TRC Capital's mini-tender offer irritates a flustered Biogen
TRC Capital’s trademark mini-tender offer strategy has peeved an anemic Biogen, which is still licking its wounds following the catastrophic failure of its Alzheimer’s drug aducanumab.
On Monday, Biogen said it had learned that TRC has sought to purchase up to 500,000 shares of Biogen’s stock at a price of $216.25 per share in cash, which is a discount of 4.41% to the closing price of the drugmaker’s shares on May 10 — the last business day prior to the commencement of the offer.
“Biogen does not endorse TRC Capital’s unsolicited mini-tender offer and recommends that stockholders do not tender their shares in response to TRC Capital’s offer…,” the company said in a statement, urging its shareholders to exercise caution.
Investors tend to flock to tender offers because they provide the rare prospect of selling securities at a premium above market price. However, mini-tender offers – for less than 5% of a company’s stock — can catch the unseasoned investor by surprise, as they may assume that the price offered includes the premium usually present in larger tender offers. Eventually, they learn that they cannot withdraw from the offer and may end up selling their shares at below-market prices.
Another pertinent difference is that mini-tender offers typically do not provide the same disclosure and procedural protections as traditional tender offers.
“With most mini-tender offers, investors typically feel pressured to tender their shares quickly without having solid information about the offer or the people behind it. And they’ve been shocked to learn that they generally cannot withdraw from mini-tender offers,” the SEC has warned.
For TRC, their trademark strategy is winning, as it allows them to aggressively pursue a ‘buy low, sell high’ scheme. They launch the mini-tender offer and then have the opportunity of selling any shares tendered to pocket the difference.

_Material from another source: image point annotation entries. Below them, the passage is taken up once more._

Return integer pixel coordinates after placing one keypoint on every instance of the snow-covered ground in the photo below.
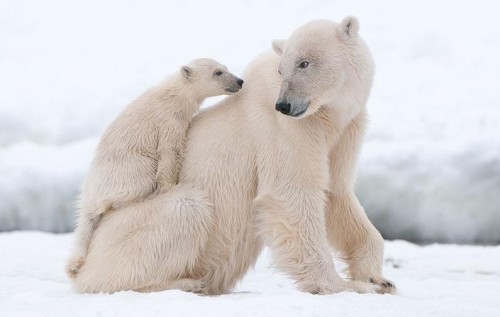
(436, 280)
(430, 170)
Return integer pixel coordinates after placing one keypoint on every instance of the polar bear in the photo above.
(273, 165)
(140, 151)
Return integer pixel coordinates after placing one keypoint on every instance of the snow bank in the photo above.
(430, 169)
(437, 280)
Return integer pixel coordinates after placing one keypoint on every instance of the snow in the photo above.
(435, 280)
(430, 168)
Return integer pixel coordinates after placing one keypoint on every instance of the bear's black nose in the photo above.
(284, 108)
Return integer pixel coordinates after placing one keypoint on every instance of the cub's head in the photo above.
(210, 78)
(324, 64)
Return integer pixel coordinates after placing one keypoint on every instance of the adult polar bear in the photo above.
(281, 179)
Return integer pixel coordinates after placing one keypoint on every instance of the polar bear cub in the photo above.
(139, 154)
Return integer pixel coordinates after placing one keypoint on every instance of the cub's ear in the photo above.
(186, 71)
(278, 46)
(348, 28)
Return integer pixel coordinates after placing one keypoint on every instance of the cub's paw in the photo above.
(361, 287)
(385, 286)
(73, 266)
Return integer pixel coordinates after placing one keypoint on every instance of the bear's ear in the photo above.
(278, 46)
(349, 27)
(186, 71)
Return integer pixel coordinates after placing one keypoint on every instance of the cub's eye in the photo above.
(304, 64)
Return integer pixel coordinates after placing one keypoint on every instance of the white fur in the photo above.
(273, 179)
(139, 154)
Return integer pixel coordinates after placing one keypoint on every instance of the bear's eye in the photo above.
(304, 64)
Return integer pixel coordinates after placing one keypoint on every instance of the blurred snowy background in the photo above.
(430, 168)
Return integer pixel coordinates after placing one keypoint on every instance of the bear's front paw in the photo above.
(386, 286)
(74, 265)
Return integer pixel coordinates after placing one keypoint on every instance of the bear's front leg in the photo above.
(296, 234)
(351, 232)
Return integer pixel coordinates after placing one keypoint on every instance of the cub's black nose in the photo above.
(282, 107)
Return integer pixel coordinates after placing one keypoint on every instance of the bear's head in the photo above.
(209, 78)
(324, 64)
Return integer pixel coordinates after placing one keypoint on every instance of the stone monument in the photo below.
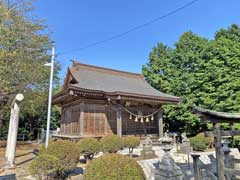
(165, 140)
(185, 146)
(12, 132)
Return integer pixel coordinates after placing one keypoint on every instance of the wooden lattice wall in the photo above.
(100, 120)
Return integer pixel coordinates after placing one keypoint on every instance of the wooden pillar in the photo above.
(195, 166)
(219, 152)
(13, 138)
(119, 123)
(160, 122)
(81, 120)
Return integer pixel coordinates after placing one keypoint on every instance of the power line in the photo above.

Just this year, they have various mini-tender offers across the industry, triggering the ire of companies such as PepsiCo, Visa, Northrop Grumman and DXC Technology. TRC has also made a number of such offers in the past within the field of biopharma, to companies including Pfizer, Alexion and Ionis.
TRC’s Biogen offer — scheduled to expire on June 12 — constitutes 0.26% of Biogen shares outstanding, as of the May 13.
But the Cambridge, Massachusetts-based drugmaker $BIIB has bigger problems on its plate. The bellwether biotech — ahead of the competition for its flagship SMA treatment Spinraza — has beefed up its board in recent months to placate its increasingly disenchanted shareholder base that has seen the company cultivate its late-stage pipeline around the all-but-dead amyloid beta approach. Its critics are less worried about the board, and more interested in M&A, given the company’s parched pipeline and the potential for stagnant long-term growth.